ENCODEfetch automates:

  • Search for ENCODE experiments by assay, target, organism, status, and more
  • Get case-control matched experiments
  • File retrieval (FASTQ, BAM, BED, bigWig, etc.) with filtering by status/assembly
  • Parallel downloads files with resumable transfers and interactive progress bars.
  • Standardized metadata outputs (manifest.tsv, metadata.jsonl).
  • Plug-and-play samplesheets for nf-core and Snakemake workflows for reproduciable analysis.
  • Interactive API returning tidy pandas.DataFrame objects of metadata with file paths for downstream analysis.

cli

🚀 Installation

From PyPI (recommended)

pip install encodefetch

From source

git clone https://github.com/khan-lab/ENCODEfetch.git
cd ENCODEfetch
pip install -e .

Requires Python 3.9+. or newer versions.

🔧 Command-line usage

encodefetch --assay-title "TF ChIP-seq" \
             --target-label BRD4,SMAD3 \
             --organism "Homo sapiens" \
             --file-type fastq \
             --status released \
             --progress \
             --download \
             --threads 8 \
             --nfcore

Key options

  • --accessions ENCSR123ABC,ENCSR456DEF — fetch experiments by accession directly.
  • --accessions accessions.txt — read one experiment accession per line; blank lines and # comments are ignored.
  • --assay-title — e.g.

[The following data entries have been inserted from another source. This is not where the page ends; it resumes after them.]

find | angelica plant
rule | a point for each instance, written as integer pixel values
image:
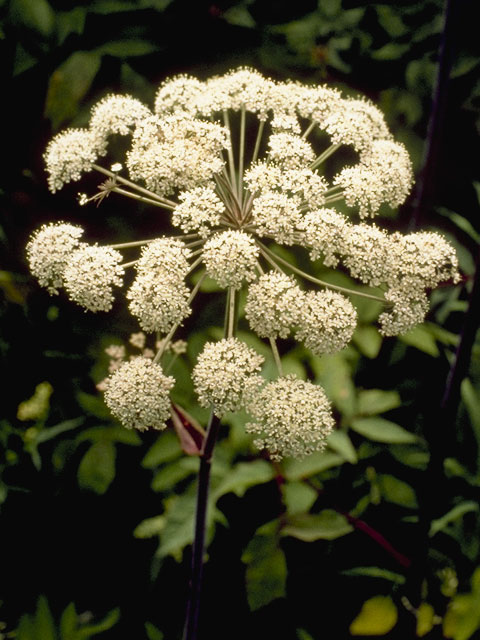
(238, 163)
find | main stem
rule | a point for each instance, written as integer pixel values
(193, 607)
(206, 455)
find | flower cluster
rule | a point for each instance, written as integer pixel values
(238, 164)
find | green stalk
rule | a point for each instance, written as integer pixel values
(272, 257)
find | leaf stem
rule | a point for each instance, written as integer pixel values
(271, 257)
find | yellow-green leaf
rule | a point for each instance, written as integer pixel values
(377, 617)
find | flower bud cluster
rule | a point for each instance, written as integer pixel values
(292, 417)
(225, 375)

TF ChIP-seq, Histone ChIP-seq, ATAC-seq, RNA-seq.
  • --target-label — one or more targets (comma-separated).
  • --organism — e.g. Homo sapiens, Mus musculus.
  • --file-type — restrict formats (fastq, bam, bed, bigWig…).
  • --status — default released (can also include archived).
  • --perturbed true|false — filter perturbed experiments.
  • --download — actually download matched files.
  • --threads — number of worker threads for metadata fetching, control fetching, and downloads.
  • --max-retries / --chunk-size — tune download retry count and streamed chunk size.
  • --nfcore / --snakemake — export pipeline-ready sample sheets.
  • --control-strategy all|pool|best — choose how samplesheets represent multiple controls.

Run encodefetch --help to see all options.

📦 Outputs

After a run, outdir/ contains:

  • manifest.tsv — tidy table of case/control files with metadata.
  • metadata.jsonl — raw record dump (one JSON per line).
  • files/ — downloaded files, organized by experiment/control.
  • nfcore_*_samplesheet.csv — optional nf-core samplesheet.
  • snakemake_samples.tsv — optional Snakemake sample table.

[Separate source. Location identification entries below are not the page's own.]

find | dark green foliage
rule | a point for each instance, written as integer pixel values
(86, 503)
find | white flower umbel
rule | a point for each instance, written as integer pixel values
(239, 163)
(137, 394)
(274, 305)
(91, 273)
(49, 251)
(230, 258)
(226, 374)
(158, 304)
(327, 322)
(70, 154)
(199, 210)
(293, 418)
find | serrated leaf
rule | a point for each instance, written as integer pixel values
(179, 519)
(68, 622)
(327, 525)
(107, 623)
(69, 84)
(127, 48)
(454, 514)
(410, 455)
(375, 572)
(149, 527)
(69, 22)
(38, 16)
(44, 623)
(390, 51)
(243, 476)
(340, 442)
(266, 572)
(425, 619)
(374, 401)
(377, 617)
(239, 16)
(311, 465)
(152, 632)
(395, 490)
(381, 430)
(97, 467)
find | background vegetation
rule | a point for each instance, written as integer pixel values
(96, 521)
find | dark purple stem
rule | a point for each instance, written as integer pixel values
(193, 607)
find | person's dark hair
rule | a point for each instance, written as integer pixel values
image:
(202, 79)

ENCODEfetch preserves all experiment-level controls in matched_control_experiments. File-level controlled_by links are normalized into controlled_by_files when ENCODE provides them. Samplesheets prefer file-level control mappings, then fall back to experiment-level controls; --control-strategy all duplicates case rows per control, pool joins controls with semicolons, and best currently chooses the first control deterministically.

🐍 Python API

import encodefetch as ef

# Search experiments
metadata, recs = ef.search_experiments(
    assay_title="TF ChIP-seq",
    target_labels=["BRD4","SMAD3"],
    organism="Homo sapiens",
    file_types={"fastq"},
    status="released",
    progress=False,
    threads=2,
)

metadata.head()

# Collapse paired-end FASTQs to one row
metadata_collapse = ef.collapse_fastq_pairs(metadata)

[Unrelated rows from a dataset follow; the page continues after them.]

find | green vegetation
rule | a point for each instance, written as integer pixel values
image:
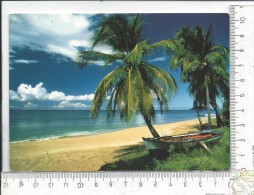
(203, 65)
(134, 84)
(137, 158)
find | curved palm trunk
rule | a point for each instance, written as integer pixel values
(199, 118)
(150, 126)
(208, 105)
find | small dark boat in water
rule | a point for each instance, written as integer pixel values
(183, 141)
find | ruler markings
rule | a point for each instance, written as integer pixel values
(240, 123)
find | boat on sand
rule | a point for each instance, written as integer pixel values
(183, 141)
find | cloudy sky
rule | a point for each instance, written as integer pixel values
(43, 74)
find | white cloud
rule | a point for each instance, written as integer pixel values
(78, 43)
(58, 33)
(70, 105)
(27, 92)
(158, 59)
(69, 52)
(30, 105)
(23, 61)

# Write nf-core samplesheet
ef.write_nfcore_sheet(metadata_collapse, "nfcore_chipseq.csv")

🧬 Assay support

ENCODEfetch currently provides assay-aware normalization and exporters to nf-core/snakemake samplesheets for:

  • ChIP-seq (production)
  • ATAC-seq (in beta)
  • RNA-seq (in beta)
  • more to be added ..

Each assay can plug in its own normalization (e.g., FASTQ collapsing, strandedness detection) and samplesheet exporters.

🤝 Contributing

Contributions are welcome!

  • Add new assay classes under encodefetch/assays/.
  • Add new exporters under encodefetch/exporters/.
  • Extend metadata fields in build_file_record.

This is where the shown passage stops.